# Water Heater Anode Rod



## jasonrebecca

I did 90% of my winterization last night as we just had our first frost and am wondering what size of a socket I need for the anode rod to drain the water heater. Luckily my 21rs came equiped with a water heater bypass so I was able to complete everything but draining the water heater.


----------



## Eagleeyes

jasonrebecca said:


> I did 90% of my winterization last night as we just had our first frost and am wondering what size of a socket I need for the anode rod to drain the water heater. Luckily my 21rs came equiped with a water heater bypass so I was able to complete everything but draining the water heater.


I believe you need a 1 1/16 deep-style socket....I have the anode rod in the heater as well, which is too bad since they used to use the rod-less heaters with only a plastic plug....

Bob


----------



## jasonrebecca

Yeah, I got confused when I read the plastic plug mod in the other HW heater thread.


----------



## Sayonara

when i drained my system (prior to bypassing the hw heater) my hw heater drained as well. i released the hw pressure valve and the water drained out the low point drain. when i removed the anode rod it was bone dry. relatively speaking. then i flipped the bypass valve.


----------



## California Jim

Hmmmm, so they are back to anode rods in the 08's. Interesting. Thanks


----------



## battalionchief3

Mine had a plastic plug but I stuck an anode rod and petcock drain in anyhow. Easy to drain but I probally dont need the rod. I just used a pair of channel-lock's to get it out. Finger spun it out the rest of the way.


----------



## fspieg

Are the heaters in the 08 model's Atwood? Atwood heaters have aluminum clad tanks and anode rods would not be effective. See last paragraph http://www.atwoodmobile.com/Products/water/elecignt.cfm


----------



## Insomniak

Our 2008 28RSDS has an Atwood water heater with no anode rod, just the same-old nylon plug.

Am I missing something.....???


----------



## FZ1dave

Ours is 1 1/16 and has the rod.

Just be sure to stand to the side when you flip the pressure release.


----------



## ALASKA PFLOCK

jasonrebecca said:


> I did 90% of my winterization last night as we just had our first frost and am wondering what size of a socket I need for the anode rod to drain the water heater. Luckily my 21rs came equiped with a water heater bypass so I was able to complete everything but draining the water heater.

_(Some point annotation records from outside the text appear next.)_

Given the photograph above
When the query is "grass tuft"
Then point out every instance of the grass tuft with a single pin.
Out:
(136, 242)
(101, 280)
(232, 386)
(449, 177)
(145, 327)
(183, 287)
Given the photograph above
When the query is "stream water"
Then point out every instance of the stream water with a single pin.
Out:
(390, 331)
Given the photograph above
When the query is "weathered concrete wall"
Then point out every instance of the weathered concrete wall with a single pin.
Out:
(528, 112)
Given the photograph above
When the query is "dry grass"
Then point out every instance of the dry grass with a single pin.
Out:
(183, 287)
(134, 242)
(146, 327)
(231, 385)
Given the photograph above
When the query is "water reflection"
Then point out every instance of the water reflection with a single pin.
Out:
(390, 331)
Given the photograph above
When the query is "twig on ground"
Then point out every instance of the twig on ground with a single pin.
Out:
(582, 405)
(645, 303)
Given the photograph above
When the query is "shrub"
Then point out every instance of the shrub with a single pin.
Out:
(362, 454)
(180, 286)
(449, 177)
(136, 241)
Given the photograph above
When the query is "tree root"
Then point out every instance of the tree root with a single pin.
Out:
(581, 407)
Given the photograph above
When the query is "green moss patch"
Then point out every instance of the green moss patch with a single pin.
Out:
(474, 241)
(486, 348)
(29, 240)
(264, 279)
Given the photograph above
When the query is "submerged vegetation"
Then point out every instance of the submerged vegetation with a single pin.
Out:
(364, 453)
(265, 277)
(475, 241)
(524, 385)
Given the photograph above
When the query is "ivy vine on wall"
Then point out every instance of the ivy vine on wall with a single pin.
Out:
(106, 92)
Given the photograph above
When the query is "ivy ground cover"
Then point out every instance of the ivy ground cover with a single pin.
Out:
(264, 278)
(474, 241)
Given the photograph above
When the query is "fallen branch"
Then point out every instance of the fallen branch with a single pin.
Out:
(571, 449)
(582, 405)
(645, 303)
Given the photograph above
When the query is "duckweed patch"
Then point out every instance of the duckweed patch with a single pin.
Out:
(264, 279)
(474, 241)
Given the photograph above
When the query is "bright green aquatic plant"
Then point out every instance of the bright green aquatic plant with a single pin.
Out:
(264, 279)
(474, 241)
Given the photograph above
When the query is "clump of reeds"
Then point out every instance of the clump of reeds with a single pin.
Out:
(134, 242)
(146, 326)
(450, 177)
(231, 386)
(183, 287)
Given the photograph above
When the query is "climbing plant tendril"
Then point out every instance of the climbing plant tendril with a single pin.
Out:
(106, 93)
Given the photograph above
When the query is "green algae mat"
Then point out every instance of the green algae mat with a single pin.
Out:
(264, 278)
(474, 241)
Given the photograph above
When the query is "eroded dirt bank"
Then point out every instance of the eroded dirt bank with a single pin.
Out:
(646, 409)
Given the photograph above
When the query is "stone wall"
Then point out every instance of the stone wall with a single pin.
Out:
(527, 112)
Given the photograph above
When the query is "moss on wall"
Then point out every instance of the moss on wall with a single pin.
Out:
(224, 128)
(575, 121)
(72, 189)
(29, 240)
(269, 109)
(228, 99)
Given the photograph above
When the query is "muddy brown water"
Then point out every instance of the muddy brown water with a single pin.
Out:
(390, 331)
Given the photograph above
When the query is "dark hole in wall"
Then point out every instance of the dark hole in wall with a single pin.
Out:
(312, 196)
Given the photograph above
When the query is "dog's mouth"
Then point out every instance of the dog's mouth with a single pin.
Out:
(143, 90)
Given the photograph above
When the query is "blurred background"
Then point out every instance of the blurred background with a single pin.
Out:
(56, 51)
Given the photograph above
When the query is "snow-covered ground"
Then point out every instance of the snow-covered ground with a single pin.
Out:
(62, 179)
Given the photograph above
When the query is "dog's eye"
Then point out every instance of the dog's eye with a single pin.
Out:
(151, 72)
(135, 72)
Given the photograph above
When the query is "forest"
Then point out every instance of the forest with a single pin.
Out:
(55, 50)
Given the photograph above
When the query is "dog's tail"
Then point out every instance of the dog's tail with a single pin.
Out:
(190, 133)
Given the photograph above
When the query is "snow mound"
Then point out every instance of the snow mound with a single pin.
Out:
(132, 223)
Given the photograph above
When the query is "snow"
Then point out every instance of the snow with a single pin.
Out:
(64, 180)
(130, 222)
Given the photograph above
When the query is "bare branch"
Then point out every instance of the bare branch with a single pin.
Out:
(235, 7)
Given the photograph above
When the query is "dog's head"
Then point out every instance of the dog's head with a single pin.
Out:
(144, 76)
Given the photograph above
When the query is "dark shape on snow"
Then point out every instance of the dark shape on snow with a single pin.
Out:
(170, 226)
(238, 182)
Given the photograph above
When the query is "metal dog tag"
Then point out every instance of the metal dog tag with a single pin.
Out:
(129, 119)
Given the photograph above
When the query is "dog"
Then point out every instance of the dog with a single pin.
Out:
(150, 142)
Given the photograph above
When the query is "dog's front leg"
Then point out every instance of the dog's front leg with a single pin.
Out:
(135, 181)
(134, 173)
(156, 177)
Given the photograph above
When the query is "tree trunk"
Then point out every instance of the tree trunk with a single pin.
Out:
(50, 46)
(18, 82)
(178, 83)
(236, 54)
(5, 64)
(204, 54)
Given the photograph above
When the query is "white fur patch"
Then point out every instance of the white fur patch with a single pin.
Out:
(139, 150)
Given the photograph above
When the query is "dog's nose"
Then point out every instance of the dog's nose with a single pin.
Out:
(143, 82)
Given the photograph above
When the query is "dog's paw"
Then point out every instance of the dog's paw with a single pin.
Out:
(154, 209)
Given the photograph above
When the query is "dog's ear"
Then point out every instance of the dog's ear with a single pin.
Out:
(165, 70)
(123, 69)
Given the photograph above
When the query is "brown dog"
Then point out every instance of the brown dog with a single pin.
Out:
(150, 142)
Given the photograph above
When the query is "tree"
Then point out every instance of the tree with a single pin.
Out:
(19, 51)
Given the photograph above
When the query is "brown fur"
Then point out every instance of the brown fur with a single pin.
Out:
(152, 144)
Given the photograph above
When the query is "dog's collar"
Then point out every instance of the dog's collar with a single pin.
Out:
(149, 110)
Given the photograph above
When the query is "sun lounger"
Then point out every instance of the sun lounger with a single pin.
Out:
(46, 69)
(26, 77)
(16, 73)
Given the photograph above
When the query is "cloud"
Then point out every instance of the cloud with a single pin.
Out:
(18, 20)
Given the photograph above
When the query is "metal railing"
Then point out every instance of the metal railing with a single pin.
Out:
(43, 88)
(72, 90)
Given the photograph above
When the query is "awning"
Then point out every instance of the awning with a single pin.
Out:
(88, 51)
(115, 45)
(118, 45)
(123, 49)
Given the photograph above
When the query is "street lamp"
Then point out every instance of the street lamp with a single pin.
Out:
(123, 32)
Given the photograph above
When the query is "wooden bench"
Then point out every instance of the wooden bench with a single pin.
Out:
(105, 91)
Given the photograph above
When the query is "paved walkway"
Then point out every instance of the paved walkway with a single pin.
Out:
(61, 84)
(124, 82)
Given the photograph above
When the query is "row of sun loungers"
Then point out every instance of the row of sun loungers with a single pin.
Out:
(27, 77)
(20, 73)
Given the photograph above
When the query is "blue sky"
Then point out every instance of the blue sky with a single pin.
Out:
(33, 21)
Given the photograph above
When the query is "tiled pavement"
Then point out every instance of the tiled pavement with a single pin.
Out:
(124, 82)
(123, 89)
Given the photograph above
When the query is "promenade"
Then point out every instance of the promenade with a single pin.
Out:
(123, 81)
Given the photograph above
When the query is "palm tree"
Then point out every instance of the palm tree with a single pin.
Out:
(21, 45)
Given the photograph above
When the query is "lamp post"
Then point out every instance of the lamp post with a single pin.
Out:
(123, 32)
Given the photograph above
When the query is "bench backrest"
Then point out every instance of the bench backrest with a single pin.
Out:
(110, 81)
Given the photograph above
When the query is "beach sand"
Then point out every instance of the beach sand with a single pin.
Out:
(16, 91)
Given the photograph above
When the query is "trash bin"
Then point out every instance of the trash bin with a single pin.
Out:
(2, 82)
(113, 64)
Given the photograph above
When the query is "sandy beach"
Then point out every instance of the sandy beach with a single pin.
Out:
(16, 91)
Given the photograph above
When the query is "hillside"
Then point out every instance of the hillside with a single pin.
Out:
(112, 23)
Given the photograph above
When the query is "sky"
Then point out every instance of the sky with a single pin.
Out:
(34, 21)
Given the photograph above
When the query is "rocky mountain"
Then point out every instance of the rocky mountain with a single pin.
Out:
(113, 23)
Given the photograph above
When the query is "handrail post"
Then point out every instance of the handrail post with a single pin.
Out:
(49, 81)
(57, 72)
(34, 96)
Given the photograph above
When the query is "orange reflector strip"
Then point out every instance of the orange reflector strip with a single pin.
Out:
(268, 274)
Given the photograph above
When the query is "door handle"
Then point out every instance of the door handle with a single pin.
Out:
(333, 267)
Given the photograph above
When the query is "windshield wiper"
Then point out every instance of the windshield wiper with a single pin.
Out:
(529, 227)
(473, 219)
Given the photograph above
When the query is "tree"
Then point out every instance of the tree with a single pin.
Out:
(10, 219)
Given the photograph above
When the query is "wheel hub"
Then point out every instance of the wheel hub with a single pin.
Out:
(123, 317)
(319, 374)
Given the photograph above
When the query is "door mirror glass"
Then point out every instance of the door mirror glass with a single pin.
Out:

jasonrebecca- Once the water is out the anode rod should be fine.


----------



## Insomniak

I've been working on our old 22 foot trailer before I take it down to Julian where it's going to spend most of its time. It has a new Suburban water heater that I put in about two years ago. This thread got me thinking I should check the anode rod in it since I had never replaced it. I ran out and bought a 1-1/8" socket, but it's too big. Ran back out and found that 1-1/16" is the ticket.

The anode rod was completely dissolved - down to the very center (that I think is a different metal). Definitely release the pressure before you pull the rod out! I thought I had, but when I pulled the rod out, I got hit with a big gush of water that was full of white sediment and junk. My pants looked like a 6 month-old had spit up all over them! I guess that's what's left of the rod?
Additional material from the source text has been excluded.